Public health initiatives such as mass vaccinations are speculated to have an agenda of deforming or controlling life. Such speculation has often resulted in low uptake of health programmes. While this suspicion of science may be deemed regressive, it points to the dangerous possibility of science falling in the wrong hands. The observed reluctance also entrenches the need for boundaries and ethical practices in science lest the fears of the deniers be proved true. Religion, too, does often fall into the wrong hands, as exhibited by some who remain maskless in the name of faith. A country that is religion-heavy looks up to faith healing a lot more. It takes education to deliver the revelation of the relationship between praying and vaccination. Christianity that feels threatened by science is faulty. True religion is big enough for science to be safe within it.

The good news is that a clear majority of Christians around the world are intentionally masked. In this season, most religious gatherings conduct a mask check as a license to be present. The mask constitutes a key contemporary evidence of Christian decency.

Embrace wisdom

A mask-free person in a Christian gathering is seen as insensitive to others and therefore not in the spirit. The mask has become a mark of faithfulness and witness. Importantly, the mask has silently become a mark of embracing the wisdom of the scientist preached by the priest, each playing their roles as agents of salvation. 

Religion and science must not rank each other above or below. They should not exist to extinguish each other. Both are open spaces for the Creator’s action and must stand shoulder to shoulder.
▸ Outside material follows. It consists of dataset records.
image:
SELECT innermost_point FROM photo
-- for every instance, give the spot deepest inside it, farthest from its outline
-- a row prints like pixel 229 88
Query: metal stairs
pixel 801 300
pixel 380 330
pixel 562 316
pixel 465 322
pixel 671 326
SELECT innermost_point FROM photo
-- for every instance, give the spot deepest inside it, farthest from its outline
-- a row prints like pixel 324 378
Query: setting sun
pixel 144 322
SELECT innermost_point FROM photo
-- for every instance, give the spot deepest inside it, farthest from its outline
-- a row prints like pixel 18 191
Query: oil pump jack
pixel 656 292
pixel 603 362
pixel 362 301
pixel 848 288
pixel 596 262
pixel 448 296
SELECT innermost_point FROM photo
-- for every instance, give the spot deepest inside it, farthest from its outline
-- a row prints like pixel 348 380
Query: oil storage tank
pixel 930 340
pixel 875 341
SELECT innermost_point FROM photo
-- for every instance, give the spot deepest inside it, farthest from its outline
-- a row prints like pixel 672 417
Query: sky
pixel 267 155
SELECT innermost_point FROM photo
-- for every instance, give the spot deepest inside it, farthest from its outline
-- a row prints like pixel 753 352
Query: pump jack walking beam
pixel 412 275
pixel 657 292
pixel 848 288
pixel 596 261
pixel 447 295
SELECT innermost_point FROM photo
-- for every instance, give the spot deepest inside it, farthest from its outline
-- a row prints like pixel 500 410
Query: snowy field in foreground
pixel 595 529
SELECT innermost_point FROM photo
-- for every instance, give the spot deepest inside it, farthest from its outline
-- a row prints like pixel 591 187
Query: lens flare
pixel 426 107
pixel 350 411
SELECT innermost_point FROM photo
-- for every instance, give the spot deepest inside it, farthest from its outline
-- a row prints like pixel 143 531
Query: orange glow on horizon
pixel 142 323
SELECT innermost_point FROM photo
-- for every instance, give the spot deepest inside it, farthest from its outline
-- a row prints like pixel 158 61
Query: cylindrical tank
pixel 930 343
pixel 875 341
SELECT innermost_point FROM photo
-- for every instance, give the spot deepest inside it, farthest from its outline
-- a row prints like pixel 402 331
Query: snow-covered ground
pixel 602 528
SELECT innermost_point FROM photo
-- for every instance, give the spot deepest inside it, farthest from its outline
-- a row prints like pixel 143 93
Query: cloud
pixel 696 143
Co-working of disciplines is way more beneficial to a community than competition. The mask has invited religion into science and science into religion, and in this way ignited a friendship that is essential going forward.

As the world’s best laboratories were struggling to seek headway against the virus, the textile factory saved the day. Before the vaccine came the mask. The vaccine manufacturing and approval process is complex. Comparatively, the mask-making process is maybe too simple. But none of the processes and products is to be undermined. They are both effective lifesavers. Even when the vaccines came, the mask was still valid even to the vaccinated.

The world of information increasingly honours those who hold a lot of it. Those with little information are of little value. The world then has become a knowledge race. There is a huge knowledge market with different price tags.

The categorisation of regions of the world as First, Second or Third World is a factor of the knowledge banks. The simple life of Third World countries makes them be looked down upon, and absent from the table of power. This cultural pressure leads people to hide their simplicity and instead shop for complexity.

Those rich in values but have no money are sidelined. Those who exude wisdom but lack higher education are not picked up by the radar of the successful. The sunset in a faraway island is packaged as better than the same sun disappearing behind village hills.   

Simplicity must not worship complexity, and complexity must not shun simplicity. The mask and the vaccine exist to coexist.